Regardless, denying these health problems does not help anyone, and admitting that being obese is unhealthy is not tantamount to justifying discrimination against obese individuals. After all, one’s health is one’s own business, and not taking care of your body shouldn’t result in being discriminated against.

It worries me when social movements respond to a problem in society (such as fatism) by taking the extreme opposite view. This happens a lot with progressives. For instance, noticing that our society has pervasive and restrictive gender roles, some claim that gender is entirely socially constructed and has no basis in biology whatsoever. (Apparently these people never noticed that men and women do actually have at least one very noticeable biological difference.) Some note that homophobia is rampant in society, so they insist that heterosexuality is actually constructed and unnatural, and that same-sex relations are the only “genuine” ones. Similarly, some people think that because discrimination against fat people exists and discrimination is wrong, therefore, there is nothing whatsoever bad or unhealthy or in any way undesirable about being overweight.

But being fat isn’t the same as being part of other marginalized groups, such as being a woman, being gay, being transgender, or being Black. No reputable scientific study has ever found that being gay or transgender is in any way unhealthy or abnormal (except, of course, in the statistical sense). No reputable scientific study has ever found that women or African Americans are inferior in any way to men or Caucasians. But our entire body of medical evidence shows that being severely overweight comes with significant hazards to your health. This is something that is simply true. Regardless of whether you think BMI is a good measure of obesity, and regardless of how easy or difficult it is for you to lose weight, being obese is unhealthy. Does this mean that discrimination against fat people is okay? Hell no. But it does mean that obesity is something that should be discouraged.

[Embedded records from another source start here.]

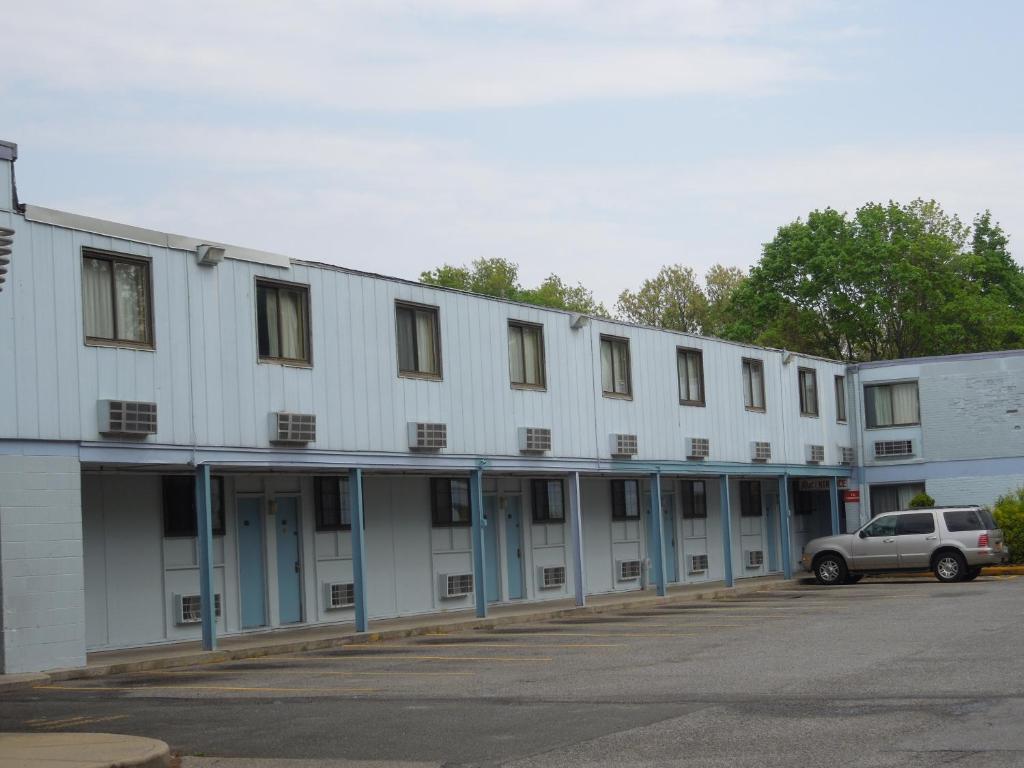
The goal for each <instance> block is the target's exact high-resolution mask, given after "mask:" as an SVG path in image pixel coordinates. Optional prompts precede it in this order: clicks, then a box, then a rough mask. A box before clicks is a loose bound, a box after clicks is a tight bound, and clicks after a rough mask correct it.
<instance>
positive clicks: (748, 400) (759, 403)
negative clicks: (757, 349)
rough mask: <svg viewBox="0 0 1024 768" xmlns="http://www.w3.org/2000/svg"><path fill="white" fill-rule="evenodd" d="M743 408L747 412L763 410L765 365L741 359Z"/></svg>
mask: <svg viewBox="0 0 1024 768" xmlns="http://www.w3.org/2000/svg"><path fill="white" fill-rule="evenodd" d="M743 406H744V407H745V408H746V410H748V411H764V410H765V364H764V362H762V361H761V360H755V359H751V358H750V357H744V358H743Z"/></svg>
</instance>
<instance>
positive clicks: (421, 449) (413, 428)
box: [409, 421, 447, 451]
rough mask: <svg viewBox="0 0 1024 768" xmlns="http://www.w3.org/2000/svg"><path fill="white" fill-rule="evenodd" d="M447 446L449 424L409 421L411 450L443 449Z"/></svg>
mask: <svg viewBox="0 0 1024 768" xmlns="http://www.w3.org/2000/svg"><path fill="white" fill-rule="evenodd" d="M446 447H447V424H436V423H431V422H423V421H411V422H409V450H410V451H443V450H444V449H446Z"/></svg>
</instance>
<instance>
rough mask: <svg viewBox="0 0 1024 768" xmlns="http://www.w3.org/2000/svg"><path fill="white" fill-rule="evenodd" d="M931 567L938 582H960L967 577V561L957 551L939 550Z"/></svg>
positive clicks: (961, 554) (963, 556) (935, 577)
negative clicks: (941, 550) (934, 572)
mask: <svg viewBox="0 0 1024 768" xmlns="http://www.w3.org/2000/svg"><path fill="white" fill-rule="evenodd" d="M932 569H933V570H934V571H935V578H936V579H938V580H939V581H940V582H946V583H949V582H961V581H963V580H964V578H965V577H967V561H966V560H965V559H964V555H962V554H961V553H959V552H940V553H939V554H938V555H937V556H936V557H935V565H934V566H933V568H932Z"/></svg>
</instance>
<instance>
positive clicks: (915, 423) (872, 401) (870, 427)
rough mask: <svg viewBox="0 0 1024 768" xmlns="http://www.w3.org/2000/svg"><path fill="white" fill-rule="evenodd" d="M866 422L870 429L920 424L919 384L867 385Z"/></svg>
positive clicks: (899, 426) (908, 381)
mask: <svg viewBox="0 0 1024 768" xmlns="http://www.w3.org/2000/svg"><path fill="white" fill-rule="evenodd" d="M864 420H865V421H866V423H867V426H868V428H877V427H904V426H912V425H915V424H920V423H921V412H920V404H919V401H918V382H915V381H904V382H898V383H892V384H867V385H865V386H864Z"/></svg>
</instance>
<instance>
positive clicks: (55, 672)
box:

Incidentally, some of the things that anti-fatism activists consider discrimination simply aren’t. For instance, when airlines ask obese people to buy two seats, guess what–it’s not because they just don’t like obese people. It’s because if your body requires more than one seat, then you should have more than one seat–in which case, it follows that you should pay for more than one seat, because it wouldn’t be fair to give some people a second seat for free. Furthermore, it would be unfair for a person who paid for a seat to effectively receive only half a seat because the person sitting next to them clearly requires part of theirs. Does it suck to have to pay more to fly if you’re fat? Yes. But in that case, lobby for airlines to make seats bigger, not to give you permission to use half of another customer’s seat.

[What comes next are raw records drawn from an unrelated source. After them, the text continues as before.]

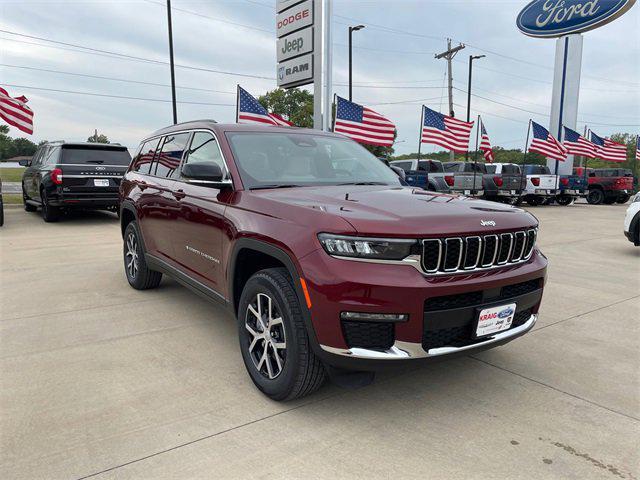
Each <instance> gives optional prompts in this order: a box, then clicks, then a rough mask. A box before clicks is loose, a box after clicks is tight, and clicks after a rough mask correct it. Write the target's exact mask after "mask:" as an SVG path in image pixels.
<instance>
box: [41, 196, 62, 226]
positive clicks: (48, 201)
mask: <svg viewBox="0 0 640 480" xmlns="http://www.w3.org/2000/svg"><path fill="white" fill-rule="evenodd" d="M40 198H42V219H43V220H44V221H45V222H47V223H51V222H57V221H58V220H60V209H59V208H58V207H52V206H51V205H49V199H48V197H47V192H46V191H44V190H42V192H40Z"/></svg>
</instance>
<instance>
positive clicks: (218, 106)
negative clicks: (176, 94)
mask: <svg viewBox="0 0 640 480" xmlns="http://www.w3.org/2000/svg"><path fill="white" fill-rule="evenodd" d="M2 85H4V86H5V87H12V88H23V89H26V90H43V91H46V92H58V93H70V94H75V95H89V96H92V97H105V98H120V99H124V100H141V101H145V102H161V103H171V100H165V99H162V98H145V97H129V96H125V95H110V94H106V93H95V92H79V91H77V90H60V89H57V88H44V87H34V86H31V85H15V84H11V83H3V84H2ZM177 103H183V104H185V105H210V106H216V107H235V106H236V104H235V103H210V102H184V101H179V102H177Z"/></svg>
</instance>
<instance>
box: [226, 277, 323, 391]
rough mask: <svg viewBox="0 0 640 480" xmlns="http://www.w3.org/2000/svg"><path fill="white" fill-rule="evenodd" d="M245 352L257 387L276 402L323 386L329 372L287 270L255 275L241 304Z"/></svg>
mask: <svg viewBox="0 0 640 480" xmlns="http://www.w3.org/2000/svg"><path fill="white" fill-rule="evenodd" d="M238 330H239V340H240V350H241V352H242V359H243V360H244V364H245V367H246V368H247V372H248V373H249V376H250V377H251V380H253V383H254V384H255V385H256V387H257V388H258V389H259V390H260V391H261V392H262V393H264V394H265V395H267V396H268V397H270V398H272V399H273V400H279V401H280V400H293V399H295V398H300V397H304V396H306V395H309V394H310V393H312V392H314V391H316V390H317V389H318V388H320V387H321V386H322V383H323V382H324V378H325V371H324V367H323V365H322V363H321V362H320V360H319V359H318V358H317V357H316V356H315V355H314V353H313V350H312V348H311V345H310V344H309V337H308V335H307V329H306V327H305V323H304V319H303V316H302V307H301V305H300V302H299V300H298V296H297V295H296V292H295V290H294V288H293V285H292V283H291V277H290V276H289V273H288V271H287V270H286V269H284V268H268V269H266V270H261V271H259V272H257V273H256V274H254V275H253V276H252V277H251V278H250V279H249V280H248V281H247V283H246V285H245V286H244V289H243V290H242V296H241V297H240V304H239V306H238Z"/></svg>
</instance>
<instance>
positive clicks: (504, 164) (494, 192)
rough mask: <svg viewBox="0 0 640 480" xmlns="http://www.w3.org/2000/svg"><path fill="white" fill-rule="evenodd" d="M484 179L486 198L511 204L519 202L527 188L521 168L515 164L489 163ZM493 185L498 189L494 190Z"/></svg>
mask: <svg viewBox="0 0 640 480" xmlns="http://www.w3.org/2000/svg"><path fill="white" fill-rule="evenodd" d="M485 168H486V170H487V175H486V176H485V177H484V183H483V185H484V198H486V199H487V200H497V201H504V202H506V203H511V202H512V201H515V200H517V199H518V198H519V197H520V195H521V194H522V191H523V190H524V189H525V187H526V186H527V179H526V178H525V177H524V176H523V175H522V170H520V166H519V165H516V164H515V163H487V164H485ZM493 185H495V186H496V188H497V189H495V190H494V189H493Z"/></svg>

Also, companies that provide incentives for their employees to exercise/get down to a healthy weight/whatever are not being fatist. They’re doing two things: 1) encouraging their employees to be healthier, and 2) saving themselves money by reducing lost productivity due to medical problems and by reducing the amount they have to pay as insurance. Fact: being healthier and not obese reduces medical expenditures. Similarly, doctors who recommend that their obese patients lose weight are not being fatist. They are being doctors. I am terrified of the day when doctors are prevented from dispensing sound, evidence-based medical advice for fear of offending someone.

Regardless, it is, in fact, quite possible to discourage obesity without promoting eating disorders, obsessive dieting and exercising, and holding oneself to an impossible standard of beauty, as the mass media does. Conflating  efforts to discourage obesity with efforts to promote unhealthy behaviors or stigmatize fat people is intellectually lazy. There is, for every issue, a solution that is healthy, reasonable, and benefits the greatest possible number of people. Just because that solution is extremely hard to find doesn’t mean it doesn’t exist. It’s there, and I can guarantee that it is almost never at one extreme or the other. It’s usually somewhere in the middle.